Attitude dynamics of an asymmetrical apparent gyrostat satellite has been considered. Hamiltonian approach and Routhian are used to prove that the dynamics of the system consists of two separate parts, an integrable and a non-integrable. The integrable part shows torque free motion of gyrostat, while the non-integrable part shows the effect of rotation about the earth and asphericity of the satellites inertia ellipsoid. Using these results, theoretically when the non-integrable part is eliminated, we are able to design a satellite with exactly regular motion. But from the engineering point of view the remaining errors of manufacturing process of the mechanical parts cause that the non-integrable part can not be eliminated, completely. So this case can not be achieved practically. Using Serret–Andoyer canonical variable the Hamiltonian transformed to a more appropriate form. In this new form the effect of the gravity, asphericity, rotational motion and spin of the rotor are explicitly distinguished.

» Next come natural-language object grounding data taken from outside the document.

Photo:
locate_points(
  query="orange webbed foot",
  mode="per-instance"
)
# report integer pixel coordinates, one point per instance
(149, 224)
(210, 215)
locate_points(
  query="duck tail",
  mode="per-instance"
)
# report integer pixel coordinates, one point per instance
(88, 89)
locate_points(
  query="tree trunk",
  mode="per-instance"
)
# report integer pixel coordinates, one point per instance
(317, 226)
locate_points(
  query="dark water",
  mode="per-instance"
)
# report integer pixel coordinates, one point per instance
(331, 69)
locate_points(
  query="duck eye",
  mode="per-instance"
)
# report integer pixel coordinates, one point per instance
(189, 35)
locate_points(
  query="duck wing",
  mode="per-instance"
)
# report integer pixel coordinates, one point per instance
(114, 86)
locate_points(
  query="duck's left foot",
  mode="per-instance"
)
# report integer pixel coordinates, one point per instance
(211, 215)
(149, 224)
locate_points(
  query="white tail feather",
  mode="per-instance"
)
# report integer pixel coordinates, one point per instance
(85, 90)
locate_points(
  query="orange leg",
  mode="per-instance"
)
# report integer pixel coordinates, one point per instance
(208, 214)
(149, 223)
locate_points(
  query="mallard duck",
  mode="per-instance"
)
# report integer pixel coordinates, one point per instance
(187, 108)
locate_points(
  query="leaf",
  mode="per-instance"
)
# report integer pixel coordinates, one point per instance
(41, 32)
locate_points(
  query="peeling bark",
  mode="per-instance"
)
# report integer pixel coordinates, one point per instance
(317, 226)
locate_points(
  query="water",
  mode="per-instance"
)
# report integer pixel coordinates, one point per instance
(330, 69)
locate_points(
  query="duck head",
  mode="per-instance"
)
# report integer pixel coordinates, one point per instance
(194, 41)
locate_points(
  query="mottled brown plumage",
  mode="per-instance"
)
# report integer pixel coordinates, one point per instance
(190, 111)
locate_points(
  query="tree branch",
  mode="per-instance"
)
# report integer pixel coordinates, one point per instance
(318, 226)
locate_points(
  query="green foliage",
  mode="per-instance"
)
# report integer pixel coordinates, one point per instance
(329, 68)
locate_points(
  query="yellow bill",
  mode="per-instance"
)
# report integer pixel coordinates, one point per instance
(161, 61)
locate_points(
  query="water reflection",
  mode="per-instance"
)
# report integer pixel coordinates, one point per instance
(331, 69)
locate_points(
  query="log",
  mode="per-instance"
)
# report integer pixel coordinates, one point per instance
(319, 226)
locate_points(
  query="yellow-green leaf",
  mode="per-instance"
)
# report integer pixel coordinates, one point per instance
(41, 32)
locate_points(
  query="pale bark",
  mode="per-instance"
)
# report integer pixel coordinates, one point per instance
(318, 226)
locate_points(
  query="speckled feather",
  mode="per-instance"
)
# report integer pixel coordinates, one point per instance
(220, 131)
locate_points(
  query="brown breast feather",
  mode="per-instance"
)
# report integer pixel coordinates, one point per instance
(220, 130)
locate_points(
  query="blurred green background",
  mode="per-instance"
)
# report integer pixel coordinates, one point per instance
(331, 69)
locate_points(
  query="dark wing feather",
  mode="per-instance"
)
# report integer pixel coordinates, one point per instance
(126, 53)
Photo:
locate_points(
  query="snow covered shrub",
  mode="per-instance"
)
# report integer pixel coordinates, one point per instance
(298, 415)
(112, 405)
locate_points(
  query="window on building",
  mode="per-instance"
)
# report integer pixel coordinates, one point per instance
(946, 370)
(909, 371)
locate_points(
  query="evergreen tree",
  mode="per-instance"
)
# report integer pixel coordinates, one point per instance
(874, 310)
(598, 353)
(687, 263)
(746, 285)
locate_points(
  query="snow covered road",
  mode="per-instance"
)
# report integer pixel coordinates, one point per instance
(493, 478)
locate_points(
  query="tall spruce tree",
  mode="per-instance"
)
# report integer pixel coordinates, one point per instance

The results lead us to another way of control of chaos. To suppress the chaotic zones in the phase space, higher rotational kinetic energy can be used. Increasing the parameter related to the spin of the rotor causes the systems phase space to pass through a heteroclinic bifurcation process and for the sufficiently large magnitude of the parameter the heteroclinic structure can be eliminated. Local bifurcation of the phase space of the integrable part and global heteroclinic bifurcation of whole systems phase space are presented. The results are examined by the second order Poincaré surface of section method as a qualitative, and the Lyapunov characteristic exponents as a quantitative criterion.